À la ville de Ninive, Nahum prophétise : « voici, j'en veux à toi, dit
l'Éternel des armées, et je relèverai les pans de ta robe sur ton
visage, et je monterai aux nations ta nudité, et aux royaumes ta
honte. » (Nahum 3 : 5)
Mais ce terme est également
utilisé dans un sens littéral. Nous savons
qu’initialement, Adam et Ève vivaient nus. Ils étaient dans un état
d’innocence. Il nous est parlé d’un homme qui vivait sans vêtements dans
un cimetière. Il était possédé par des démons (Luc 8 : 27). Nous pouvons
également nous poser quelques questions lorsque nous lisons que le roi
Saul « se dépouilla de ses vêtements, et prophétisa, lui aussi, devant
Samuel, et tomba nu par terre, tout ce jour-là et toute la nuit. » (1
Samuel 19 : 241)
ou que le prophète Michée indique « Je marcherai déchaussé et nu »
(Michée 1 : 8, L. Segond) ou que, dans une déclaration prophétique
tranchante, le Seigneur lui-même demande à Ésaïe de marcher nu trois
années (Ésaïe 20 : 2-3). Ce sont là des expressions littérales, mais
elles doivent être comprises dans leur contexte. Le mot traduit par
nu peut également signifier en sous-vêtements ou
insuffisamment ou pauvrement vêtu. Leur conduite attirerait
manifestement l’attention publique, mais ne serait pas considérée comme
immorale. Les cinq situations qui suivent nous donnent quelques leçons
utiles.
1.
Libéré de la honte
« Et ils étaient tous deux nus,
l'homme et sa femme, et ils n'en avaient pas honte. » (Genèse 2 : 25).

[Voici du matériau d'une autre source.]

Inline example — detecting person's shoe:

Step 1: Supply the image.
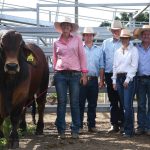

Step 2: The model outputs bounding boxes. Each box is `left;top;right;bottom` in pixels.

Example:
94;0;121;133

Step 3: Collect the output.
79;128;84;134
135;128;145;135
88;127;99;133
119;127;124;134
107;125;119;133
58;133;66;139
122;133;132;138
71;133;79;139
145;130;150;136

Tel était le dessein initial de Dieu. Puis nous avons péché, nos yeux
ont été ouverts, et notre nudité est devenue une cause de honte. La
honte mène à la crainte, et nous avons ressenti le besoin pressant de
nous couvrir et de nous cacher. La honte et la crainte sont devenues des
outils dans les mains de Satan pour handicaper et paralyser le peuple
racheté de Dieu. Nous sommes concernés par notre image. Nous craignons
que les autres puissent découvrir que nous ne sommes pas aussi bons,
aussi altruistes ou spirituels qu’ils pourraient le penser. La crainte
nous conduit à faire semblant, à assembler des feuilles de figuier
religieuses et à cacher une telle nudité. « Et l'Éternel Dieu fit à Adam
et à sa femme des vêtements de peau, et les revêtit. » (Genèse 3 : 21).
Une fois que nous confessons et que nous renonçons au péché caché, une
fois que nous acceptons le plein pardon de Dieu, la honte et la
culpabilité sont remplacées par la paix et la joie. Lorsque Dieu nous
regarde, il voit le sacrifice de Christ. Lorsque d’autres nous
regardent, ils voient ce que Christ continue à faire en nous. Lorsque
nous nous sentons pleinement acceptés par le Seigneur, notre besoin
pressant de nous cacher et de faire semblant disparaît. Nous nous tenons
libres devant Dieu et les hommes.
2. Les
occasions manquées
Après l’institution de la Cène
dans la chambre haute, Jésus et ses disciples s’en sont allés dans un
jardin. C’est là que Judas a embrassé le Seigneur pour le livrer. À cet
endroit, Marc, qui ne faisait pas partie des Douze, ajoute deux
versets : « Et un certain jeune homme le suivit, enveloppé d'une toile
de fin lin sur le corps nu ; et ils le saisissent ; et, abandonnant la
toile de fin lin, il leur échappa tout nu. » (Marc 14 : 51-52). Qui
était ce jeune homme ? Que faisait-il à marcher de nuit vêtu d’un drap ?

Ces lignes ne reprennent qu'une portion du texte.